Barry Kamins is a partner in the law firm of Aidala, Bertuna, & Kamins, where his practice focuses primarily on appellate matters and professional discipline. Prior to joining the firm, he was the administrative judge of the New York City Criminal Court and chief of policy and planning for the New York court system. Judge Kamins is an adjunct professor at Brooklyn Law School, where he teaches New York criminal practice. He is the author of “New York Search and Seizure” and writes the Criminal Law and Practice column for the New York Law Journal.

Endnotes:

[1] 2025 N.Y. Laws, Ch. 56, eff. August 7, 2025.

[2] CPL 30.30(5).

[3] Id.

[4] 41 N.Y.3d 200 (2023).

[5] CPL 240.50(5).

[6] Gov. Kathy Hochul, Defense Bar Remain at Odds on Discovery Reforms, N.Y.L.J. (March 24, 2025).

[7] S 613, not yet passed by either the Assembly or Senate.

[8] Int. No. 1262.

[9] L. 2025, N.Y. Laws, Ch. 55, eff. July 8, 2025.

[10] L. 2024, N.Y. Laws, Ch. 613, eff. April 21, 2025.

[11] L. 2025, N.Y. Laws, Ch. 55, eff. July 8, 2025.

[12] L. 2025, N.Y. Laws, Ch. 115, eff. October 9, 2025.

[13] 2024 N.Y. Laws, Ch. 60, eff. December 21, 2024.

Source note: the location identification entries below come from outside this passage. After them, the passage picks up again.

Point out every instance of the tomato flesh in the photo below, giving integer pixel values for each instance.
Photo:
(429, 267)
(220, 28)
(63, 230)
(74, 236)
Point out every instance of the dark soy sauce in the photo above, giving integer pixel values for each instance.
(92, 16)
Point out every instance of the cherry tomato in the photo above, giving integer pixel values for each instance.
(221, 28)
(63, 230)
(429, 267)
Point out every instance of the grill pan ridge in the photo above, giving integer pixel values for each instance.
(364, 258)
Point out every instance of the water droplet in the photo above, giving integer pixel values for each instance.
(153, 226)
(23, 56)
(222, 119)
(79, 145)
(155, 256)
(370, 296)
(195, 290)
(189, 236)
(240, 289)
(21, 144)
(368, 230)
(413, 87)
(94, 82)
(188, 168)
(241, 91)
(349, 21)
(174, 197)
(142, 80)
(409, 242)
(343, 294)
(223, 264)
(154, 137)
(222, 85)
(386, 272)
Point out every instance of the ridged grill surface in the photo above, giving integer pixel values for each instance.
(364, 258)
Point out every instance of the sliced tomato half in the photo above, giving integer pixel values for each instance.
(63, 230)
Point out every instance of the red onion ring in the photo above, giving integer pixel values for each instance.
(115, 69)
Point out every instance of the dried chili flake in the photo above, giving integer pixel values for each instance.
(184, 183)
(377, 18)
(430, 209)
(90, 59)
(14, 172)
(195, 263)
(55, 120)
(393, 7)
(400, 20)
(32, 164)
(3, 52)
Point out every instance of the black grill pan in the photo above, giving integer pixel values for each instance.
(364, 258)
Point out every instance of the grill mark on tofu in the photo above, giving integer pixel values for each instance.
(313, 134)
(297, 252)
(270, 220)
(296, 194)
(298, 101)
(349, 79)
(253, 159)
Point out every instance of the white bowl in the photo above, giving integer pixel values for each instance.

[14] 2025 N.Y. Laws, Ch. 31, eff. December 21, 2024.

[15] 2025 N.Y. Laws, Ch. 55, eff. June 8, 2025.

[16] A 7563, awaiting the signature of the governor.

[17] S 1744, awaiting the signature of the governor.

[18] S 8196, awaiting the signature of the governor.

[19] 2025, N.Y. Laws, Ch. 131, eff. June 30, 2025.

[20] S 2551, awaiting the signature of the governor.

[21] A 7265, awaiting the signature of the governor.

[22] S 4906, awaiting the signature of the governor.

[23] A 6332, awaiting the signature of the governor.

[24] 2025 N.Y. Laws, Ch. 23, eff. March 13, 2025.